Тогда он полностью поднялся на ноги, ухватился за «железо» двумя руками и предпринял вторую попытку.
— Гадство… не получается. А что у нас со связью? — решил он отвлечь стонавшего Кукушкина.
— Не знаю… — ответил тот. — Сейчас проверю…
Притянув за провод слетевшую с головы гарнитуру, он приложил к уху один из наушников и нажал кнопку «Радио». Но ни щелчков, ни какого-либо иного звука не услышал.
— Накрылась станция. Вообще вся сеть накрылась — питания нет, — прошептал он. И кивнул в сторону разбитого лобового стекла: — Вон наши аккумуляторы на снегу лежат. Выкинуло их из отсека при ударе…
Севченко кивнул:
— Ладно. Тогда давай займемся твоей ногой…
Людмила медленно шла по служебному коридору «Новороссийска» и читала надписи на дверях помещений. Отыскав радиорубку, остановилась и нерешительно постучала.
— Да, войдите, — послышался строгий мужской голос.
Она толкнула дверь. В радиорубке находился один Сафонов. Фирменная улыбочка на его лице отсутствовала, в движениях появилась нервозность.
— Вызывали? — спросила молодая женщина.
— Вызывал, — резко ответил тот. — Тут опять ваш муж отличился… В общем, он снова поставил под угрозу жизнь всего экипажа.
— Как это?..
— Нужны подробности? По-моему, вам достаточно понимать одно: если он утопит ледокол, то с нас всех снимут головы! Никто не останется в стороне! Бахнет так, что и вас посечет осколками!

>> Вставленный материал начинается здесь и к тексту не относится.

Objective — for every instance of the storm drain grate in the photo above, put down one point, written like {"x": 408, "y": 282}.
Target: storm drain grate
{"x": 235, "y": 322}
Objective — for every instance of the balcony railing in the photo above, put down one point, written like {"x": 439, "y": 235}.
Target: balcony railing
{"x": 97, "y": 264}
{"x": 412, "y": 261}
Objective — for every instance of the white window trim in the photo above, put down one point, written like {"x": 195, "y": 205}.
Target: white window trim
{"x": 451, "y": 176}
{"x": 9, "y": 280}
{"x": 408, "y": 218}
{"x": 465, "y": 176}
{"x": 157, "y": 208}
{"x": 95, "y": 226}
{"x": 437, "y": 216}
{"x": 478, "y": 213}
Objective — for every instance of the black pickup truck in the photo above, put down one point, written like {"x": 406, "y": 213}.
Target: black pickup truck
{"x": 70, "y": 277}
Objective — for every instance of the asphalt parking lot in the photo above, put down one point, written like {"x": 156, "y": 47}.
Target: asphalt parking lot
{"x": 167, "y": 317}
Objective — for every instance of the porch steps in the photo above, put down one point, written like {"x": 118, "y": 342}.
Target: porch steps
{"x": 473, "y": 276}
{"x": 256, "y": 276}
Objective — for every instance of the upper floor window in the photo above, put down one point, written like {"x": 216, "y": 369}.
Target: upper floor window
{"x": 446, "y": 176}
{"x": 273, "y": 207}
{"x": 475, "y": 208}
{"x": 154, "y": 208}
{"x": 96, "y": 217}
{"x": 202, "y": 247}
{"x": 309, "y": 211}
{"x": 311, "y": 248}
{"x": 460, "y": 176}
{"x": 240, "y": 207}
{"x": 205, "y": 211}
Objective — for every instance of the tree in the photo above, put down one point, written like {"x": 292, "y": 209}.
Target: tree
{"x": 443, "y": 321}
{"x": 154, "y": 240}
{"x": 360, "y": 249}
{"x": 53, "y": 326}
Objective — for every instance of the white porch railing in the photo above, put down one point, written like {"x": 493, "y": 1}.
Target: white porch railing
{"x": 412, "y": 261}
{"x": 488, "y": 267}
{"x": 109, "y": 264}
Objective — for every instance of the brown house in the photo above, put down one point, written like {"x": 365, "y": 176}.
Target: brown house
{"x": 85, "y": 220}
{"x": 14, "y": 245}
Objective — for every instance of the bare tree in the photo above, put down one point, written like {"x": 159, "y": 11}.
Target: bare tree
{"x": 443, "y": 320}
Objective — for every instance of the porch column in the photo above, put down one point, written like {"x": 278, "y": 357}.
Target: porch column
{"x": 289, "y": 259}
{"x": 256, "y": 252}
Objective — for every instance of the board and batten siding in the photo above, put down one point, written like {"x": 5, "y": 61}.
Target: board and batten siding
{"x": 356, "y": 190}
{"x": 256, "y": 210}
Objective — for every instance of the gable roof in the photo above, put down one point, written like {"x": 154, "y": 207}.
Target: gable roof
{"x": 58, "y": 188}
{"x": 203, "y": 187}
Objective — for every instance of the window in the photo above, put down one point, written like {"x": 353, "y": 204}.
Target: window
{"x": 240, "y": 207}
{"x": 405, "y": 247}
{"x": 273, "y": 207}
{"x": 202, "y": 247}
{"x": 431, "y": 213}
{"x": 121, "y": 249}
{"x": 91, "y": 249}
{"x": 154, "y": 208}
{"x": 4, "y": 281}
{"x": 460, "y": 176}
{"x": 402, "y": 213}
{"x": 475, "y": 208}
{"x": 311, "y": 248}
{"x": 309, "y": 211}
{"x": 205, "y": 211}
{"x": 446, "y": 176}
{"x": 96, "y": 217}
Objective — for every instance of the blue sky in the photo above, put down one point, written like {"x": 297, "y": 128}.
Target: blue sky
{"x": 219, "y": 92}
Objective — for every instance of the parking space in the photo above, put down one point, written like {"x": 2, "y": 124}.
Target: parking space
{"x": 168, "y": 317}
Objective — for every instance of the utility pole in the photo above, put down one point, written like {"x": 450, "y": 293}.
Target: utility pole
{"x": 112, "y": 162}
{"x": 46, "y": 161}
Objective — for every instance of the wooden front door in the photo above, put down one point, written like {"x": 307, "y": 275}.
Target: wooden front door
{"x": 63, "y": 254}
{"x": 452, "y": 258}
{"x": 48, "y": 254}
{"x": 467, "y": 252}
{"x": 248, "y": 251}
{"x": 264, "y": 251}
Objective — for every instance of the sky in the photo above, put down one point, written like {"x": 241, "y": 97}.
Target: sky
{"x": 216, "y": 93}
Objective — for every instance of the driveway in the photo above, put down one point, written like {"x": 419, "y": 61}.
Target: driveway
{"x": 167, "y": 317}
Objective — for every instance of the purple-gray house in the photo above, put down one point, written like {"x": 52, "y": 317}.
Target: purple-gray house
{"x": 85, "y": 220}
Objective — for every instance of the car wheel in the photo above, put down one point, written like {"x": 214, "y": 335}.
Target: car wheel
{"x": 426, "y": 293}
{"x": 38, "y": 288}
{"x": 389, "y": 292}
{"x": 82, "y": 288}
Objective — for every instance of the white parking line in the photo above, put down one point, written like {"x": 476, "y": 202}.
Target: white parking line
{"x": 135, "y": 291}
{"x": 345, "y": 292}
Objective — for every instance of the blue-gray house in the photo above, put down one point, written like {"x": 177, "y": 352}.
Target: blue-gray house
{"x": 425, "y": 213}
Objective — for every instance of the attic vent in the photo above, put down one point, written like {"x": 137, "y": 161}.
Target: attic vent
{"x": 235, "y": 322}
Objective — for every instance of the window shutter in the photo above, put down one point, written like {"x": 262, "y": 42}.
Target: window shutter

— Послушайте, я знаю его гораздо лучше вас. Андрей — кто угодно, только не идиот. Он не может просто так рисковать экипажем и своим судном!
Сафонов зло отмахнулся:
— Во-первых, это не его судно! На «Громове» уже давно другой капитан, которого ваш супруг теперь якобы пытается спасти! И если он рассчитывает на то, что ему за это…
— Я могу с ним поговорить? — перебила Людмила, не желая больше слушать поток угроз. — Вы же за этим меня сюда позвали, верно?
Секунду подумав, мужчина «надел» дежурную улыбку, подал ей микрофон. И напомнил:
— Не забудьте то, о чем мы с вами беседовали, Люда. Он не должен рисковать! Теперь важно сохранить судно.
Она ухватила микрофон двумя руками. Сафонов щелкнул тумблером и прошептал:
— Говорите.
— Петров! Петров, ты меня слышишь?..
«Михаил Громов» осторожно подбирался к нужной льдине самым малым ходом. На его носу на этот раз нес вахту Еремеев. Петров, Банник и Тихонов находились на мостике.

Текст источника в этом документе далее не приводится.